You are What You Listen to

Or, so says a study done by the psychology departyment at Heriot Watt University in Edinburgh:

“People who listen to indie bands are miserable shaggy-haired layabouts, while fans of rap music are bold, brash and brimming with self-confidence.

Rather than mere narrow- minded stereotyping, these are the results of an extensive psychological survey of more than 36,000 music lovers, which confirms, once and for all, that our musical tastes really do reflect our personality. But the study’s most remarkable discovery is that refined lovers of classical music share a high number of personality traits with those who prefer rocking out to heavy metal.”

I’m not sure how seriously anyone can take this kind of pop-science reporting, and if this news story is to be trusted, the methodology seems to be a little bit suspect:

“The research, by the department of psychology at Heriot Watt University in Edinburgh, asked people worldwide to describe their personality, and then to list their favourite musical genres. The results show a distinct correlation between people’s personality traits and the style of music they enjoy.”

First, there is a question of causation: do people listen to indie music because they are diffident, or are they diffident because they listen to indie music? I believe John Cusack’s character asked a variation of the same question in the very first scene of High Fidelity.

Second, I wonder how sensitive the coding scheme is: after all, the coding scheme assumes the existence of discrete genres that do not take into account all popular genres (for example, it does not even include jazz!), let alone all the plausible sub-genres. This inherently is biased against people who have extensive knowledge of the genres being coded.

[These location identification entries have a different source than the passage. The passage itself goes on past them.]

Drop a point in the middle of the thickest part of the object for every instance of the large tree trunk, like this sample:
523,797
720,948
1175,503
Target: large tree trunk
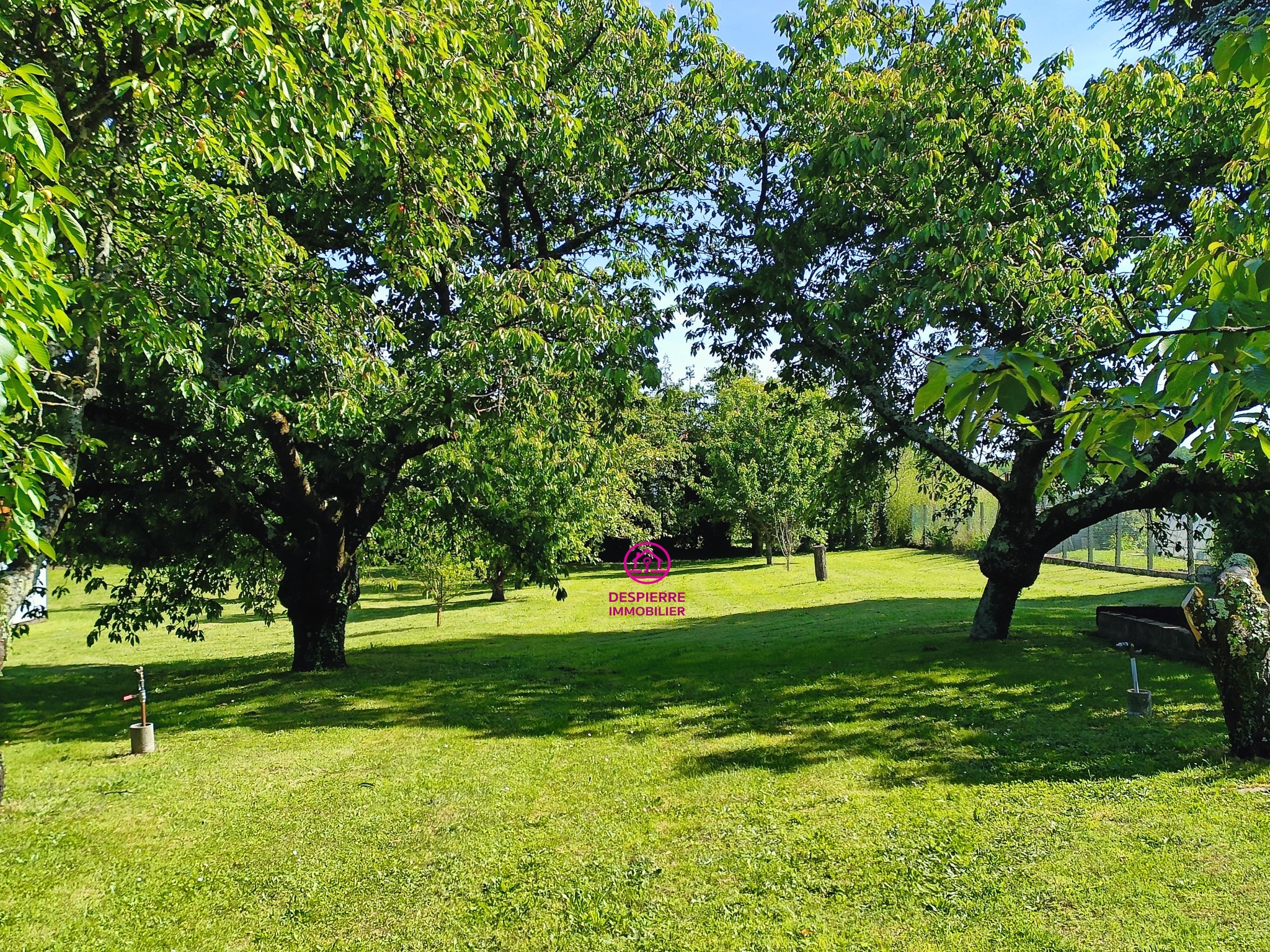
1233,630
319,639
318,599
1010,562
996,611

Third, I have no idea how this study accounted for people who listen to a broad range of music and have a difficult time choosing just one favorite genre: in other words, people like me. Again, the story itself is not clear about the methodology: if people could only give one answer, then the answers would seem to be arbitrary for people who have trouble making up their minds. Or, if people are allowed to give multiple answers and rank them according to preference, the method might be sounder. Again, I have no idea, and these pop-science stories never really tell you the obscure but crucial methodological details.

But, the upshot of all of this is the following results:

Indie: Devotees have low self-esteem and are not very hard-working, kind or generous. However, they are creative.

Rock ‘n’ Roll: Fans have high self-esteem and are very creative, hard-working and at ease with themselves, but not very kind or generous.

Blues: High self-esteem, creative, outgoing and at ease with themselves.

Classical: Classical music lovers have high self-esteem, are creative and at ease with themselves, but not outgoing.

Heavy metal: Very creative and at ease with themselves, but not very outgoing or hard-working.

Reggae: High self-esteem, creative, outgoing, kind, generous and at ease with themselves, but not very hard-working.

Country & Western: Very hard-working and outgoing.

Dance: Creative and outgoing but not kind or generous.

Rap: High self-esteem, outgoing.”

*Cue snarky comment about how this explains why hipsters who listen to indie music are not mostly not employed.

But on a more serious tip: the results would be incoherent if someone liked all of the following. And this is not such an implausible claim for someone with sophisticated knowledge of music and/or someone who just listens to way too many records.